In [60]:
# Loading Packages
import pandas as pd
import numpy as np
import datetime
from dateutil.relativedelta import relativedelta

from scipy.stats import norm
import seaborn as sns
import matplotlib.pyplot as plt
from geopy.distance import distance

from sklearn.model_selection import train_test_split
from sklearn.linear_model import LinearRegression
from sklearn import metrics
from sklearn.preprocessing import PolynomialFeatures


from sklearn import linear_model
from sklearn.preprocessing import StandardScaler
from utils import *

%load_ext autoreload
%autoreload 2

pd.set_option('display.max_columns', 300)
sns.set(style='white', context='notebook', palette='deep')

The autoreload extension is already loaded. To reload it, use:
  %reload_ext autoreload


Read in hold out data, scalers, and best model

In [61]:
holdout = pd.read_csv('kc_house_data_test_features.csv')

In [62]:
scaler_file = open('scaler.pickle','rb')
final_scaler = pickle.load(scaler_file)

model_file = open('model.pickle','rb')
final_model = pickle.load(model_file)

scaler_file.close()
model_file.close()

Feature Engineering for holdout set

In [63]:
# Getting rid of higly correlated features

holdout.drop(columns = ['sqft_above', 'sqft_living15', 'sqft_lot15','id','Unnamed: 0'], inplace=True)

In [64]:
# define catgorical and continius variables

categorical_variables = ['condition', 'view', 'floors', 'grade',  'waterfront', 'zipcode']
contin_variables = ['bedrooms', 'bathrooms', 'sqft_living', 'sqft_lot', 'sqft_basement']

In [65]:
# Cleaning data wit map_bed_bath function

holdout = holdout.apply(map_bed_bath, axis = 1)

# Lets Create new feature - distance from the house to downtown in miles by using function distance_to_dwntwn
holdout['dist_dntwn'] = holdout.apply(distance_to_dwntwn, axis = 1)  
holdout = holdout.drop(columns = ['lat','long'])

In [66]:
# Createing catigorical variable based on sqft_basement variable
holdout['basement'] = holdout['sqft_basement'].map(lambda x : 1 if x != 0 else 0)

# Add it to our list of categorical variables
categorical_variables = categorical_variables+['basement']

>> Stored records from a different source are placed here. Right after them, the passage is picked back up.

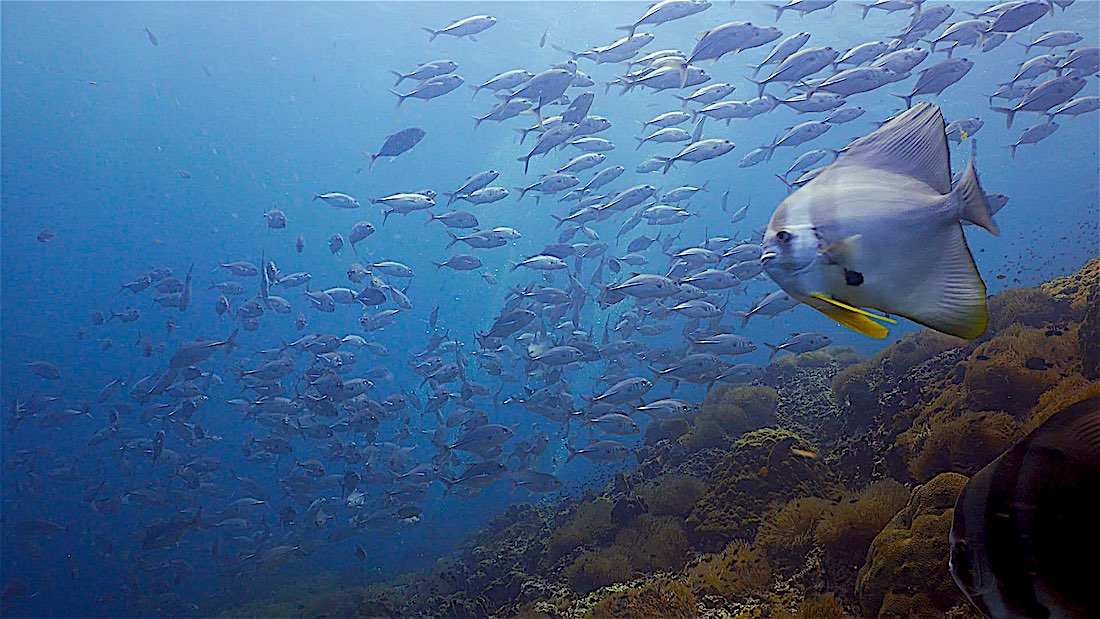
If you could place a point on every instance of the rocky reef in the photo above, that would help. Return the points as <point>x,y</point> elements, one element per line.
<point>823,489</point>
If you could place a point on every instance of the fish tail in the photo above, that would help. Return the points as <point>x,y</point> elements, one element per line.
<point>1010,114</point>
<point>906,98</point>
<point>971,198</point>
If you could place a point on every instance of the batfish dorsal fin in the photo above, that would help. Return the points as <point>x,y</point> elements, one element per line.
<point>913,143</point>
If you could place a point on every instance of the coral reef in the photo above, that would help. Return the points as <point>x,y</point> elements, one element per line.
<point>759,471</point>
<point>655,543</point>
<point>671,495</point>
<point>664,597</point>
<point>1012,369</point>
<point>788,532</point>
<point>770,462</point>
<point>905,573</point>
<point>846,530</point>
<point>964,444</point>
<point>590,523</point>
<point>598,568</point>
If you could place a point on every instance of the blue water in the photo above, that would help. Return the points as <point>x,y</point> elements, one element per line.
<point>265,104</point>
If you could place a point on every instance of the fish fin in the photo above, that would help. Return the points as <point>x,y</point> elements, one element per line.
<point>853,318</point>
<point>1075,430</point>
<point>971,199</point>
<point>1009,114</point>
<point>913,143</point>
<point>949,296</point>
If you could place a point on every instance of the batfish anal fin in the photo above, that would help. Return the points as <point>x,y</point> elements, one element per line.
<point>854,318</point>
<point>913,144</point>
<point>855,321</point>
<point>950,297</point>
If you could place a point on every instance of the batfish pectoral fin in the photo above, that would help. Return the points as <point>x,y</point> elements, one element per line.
<point>845,251</point>
<point>853,318</point>
<point>949,295</point>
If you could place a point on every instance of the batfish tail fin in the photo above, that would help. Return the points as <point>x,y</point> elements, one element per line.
<point>971,199</point>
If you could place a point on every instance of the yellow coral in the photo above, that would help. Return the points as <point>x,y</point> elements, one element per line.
<point>738,571</point>
<point>821,607</point>
<point>846,531</point>
<point>655,543</point>
<point>663,598</point>
<point>1076,287</point>
<point>905,573</point>
<point>913,350</point>
<point>789,530</point>
<point>671,495</point>
<point>964,444</point>
<point>1027,307</point>
<point>1011,371</point>
<point>598,568</point>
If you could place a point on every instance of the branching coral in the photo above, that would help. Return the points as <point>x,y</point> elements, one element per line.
<point>913,350</point>
<point>591,523</point>
<point>1027,307</point>
<point>964,444</point>
<point>598,568</point>
<point>846,531</point>
<point>671,495</point>
<point>664,598</point>
<point>821,607</point>
<point>1011,371</point>
<point>789,530</point>
<point>655,543</point>
<point>736,572</point>
<point>757,473</point>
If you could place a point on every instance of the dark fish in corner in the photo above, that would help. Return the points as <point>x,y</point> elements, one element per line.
<point>1025,532</point>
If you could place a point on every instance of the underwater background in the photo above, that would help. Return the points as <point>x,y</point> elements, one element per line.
<point>127,150</point>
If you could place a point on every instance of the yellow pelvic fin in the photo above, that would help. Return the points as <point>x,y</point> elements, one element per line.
<point>855,318</point>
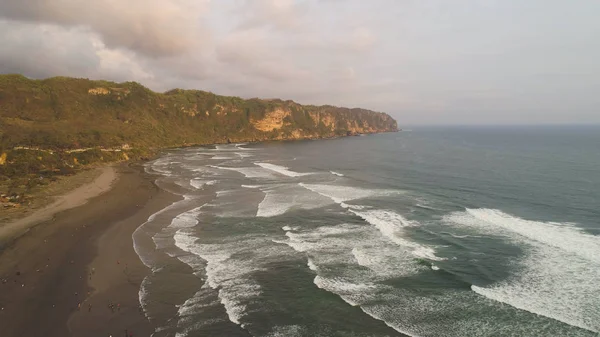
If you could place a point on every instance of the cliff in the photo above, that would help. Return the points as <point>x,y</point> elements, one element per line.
<point>58,124</point>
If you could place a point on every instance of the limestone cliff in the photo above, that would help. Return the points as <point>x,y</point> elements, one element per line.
<point>59,124</point>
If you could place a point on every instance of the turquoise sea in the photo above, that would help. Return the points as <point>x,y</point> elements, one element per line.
<point>455,231</point>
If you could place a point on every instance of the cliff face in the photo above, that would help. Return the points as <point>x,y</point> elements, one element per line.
<point>67,113</point>
<point>60,124</point>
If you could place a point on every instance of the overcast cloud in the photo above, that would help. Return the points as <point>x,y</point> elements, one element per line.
<point>423,61</point>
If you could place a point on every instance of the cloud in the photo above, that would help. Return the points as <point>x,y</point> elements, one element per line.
<point>151,27</point>
<point>428,61</point>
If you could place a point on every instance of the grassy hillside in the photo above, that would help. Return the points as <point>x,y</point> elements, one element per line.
<point>57,125</point>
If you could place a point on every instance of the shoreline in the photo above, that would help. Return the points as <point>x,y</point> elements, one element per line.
<point>78,196</point>
<point>81,255</point>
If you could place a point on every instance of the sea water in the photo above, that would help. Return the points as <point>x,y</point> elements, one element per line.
<point>434,232</point>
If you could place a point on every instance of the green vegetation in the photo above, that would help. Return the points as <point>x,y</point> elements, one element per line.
<point>43,121</point>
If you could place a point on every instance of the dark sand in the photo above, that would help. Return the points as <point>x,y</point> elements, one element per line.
<point>55,260</point>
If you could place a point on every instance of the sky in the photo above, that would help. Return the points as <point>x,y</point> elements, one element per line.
<point>421,61</point>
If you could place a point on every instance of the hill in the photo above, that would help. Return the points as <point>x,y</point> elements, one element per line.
<point>57,125</point>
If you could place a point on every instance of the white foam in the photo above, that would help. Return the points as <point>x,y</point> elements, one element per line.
<point>244,155</point>
<point>251,186</point>
<point>248,172</point>
<point>200,183</point>
<point>559,272</point>
<point>281,170</point>
<point>287,331</point>
<point>186,219</point>
<point>341,194</point>
<point>392,225</point>
<point>280,199</point>
<point>351,293</point>
<point>229,268</point>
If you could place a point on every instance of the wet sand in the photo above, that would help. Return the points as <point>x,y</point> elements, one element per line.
<point>82,256</point>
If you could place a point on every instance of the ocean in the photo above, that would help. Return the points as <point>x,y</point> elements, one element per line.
<point>457,231</point>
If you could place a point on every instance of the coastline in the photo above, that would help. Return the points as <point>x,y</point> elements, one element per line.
<point>47,273</point>
<point>103,182</point>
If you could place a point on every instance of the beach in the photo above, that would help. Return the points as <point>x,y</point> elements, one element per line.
<point>76,257</point>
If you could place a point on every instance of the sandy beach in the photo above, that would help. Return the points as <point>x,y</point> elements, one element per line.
<point>76,257</point>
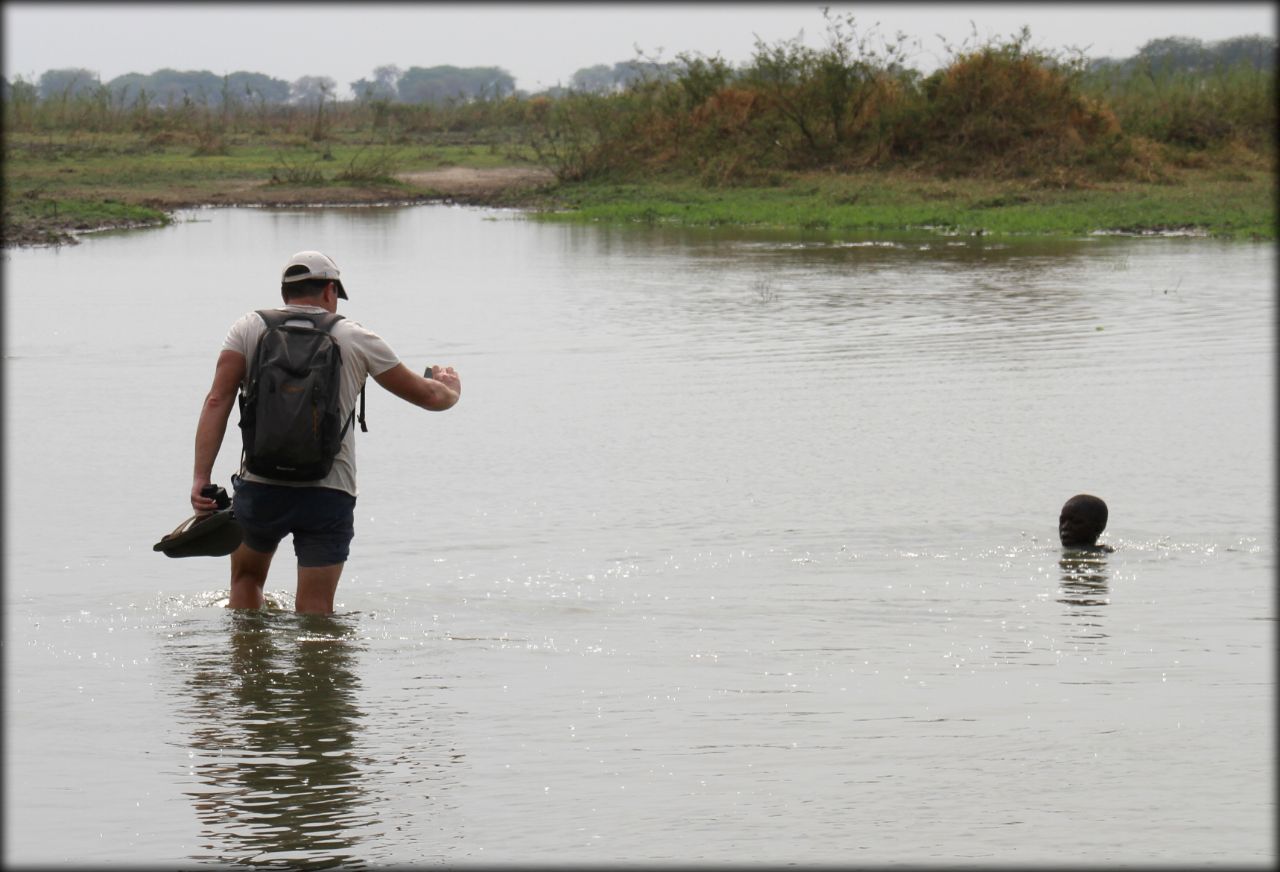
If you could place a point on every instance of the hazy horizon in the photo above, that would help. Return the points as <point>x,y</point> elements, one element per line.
<point>544,45</point>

# Generate dummies based on categorica variables with function to_dummies
holdout = to_dummies(holdout, categorical_variables)

In [67]:
# Creating new features based on when the house was built and when it was renovated.

holdout['years_old'] = holdout['yr_built'].map(lambda x : 2021-x)
holdout['abs_years_old'] = holdout['years_old'].map(lambda x: abs(x-round(holdout['years_old'].mean())))

# Converting 'yr_renovated' column to datetime format with function format_yr_renov
# And Create new features 'yrs_from_renov' based on 'yr_renovated'

holdout = holdout.apply(format_yr_renov, axis=1)
holdout['yrs_from_renov'] = holdout['yr_renovated'].map(lambda x : relativedelta(datetime.datetime.now(), x).years)

In [68]:
# Drop some columns that we wont use anymore
holdout = holdout.drop(columns=['date','yr_built','yr_renovated'])

In [69]:
# Lets create poly features degrtee 2 for quantitative variables except features with dummies

fts_for_poly = ['bedrooms', 'bathrooms', 'sqft_living', 'sqft_lot', 'sqft_basement', 'dist_dntwn', 'years_old', 'yrs_from_renov', 'abs_years_old']

# generate poly features degree 2 with function create_poly_df
df_poly2 = create_poly_df(holdout[fts_for_poly], 2)

# Seperate features with dummies values 
not_poly_fts = [x for x in holdout.columns if x not in fts_for_poly]

# Combine poly 2 degree variables and dummies 
train_poly2 = pd.merge(df_poly2, holdout[not_poly_fts], left_index=True, right_index=True)

In [70]:
transformed_holdout = final_scaler.transform(train_poly2)

In [71]:
# Predicting the holdout set

In [72]:
final_answers = final_model.predict(train_poly2)

In [73]:
df = pd.DataFrame(final_answers)

In [74]:
# Exporting your predictions

In [75]:
df.to_csv('housing_preds_ivan.csv')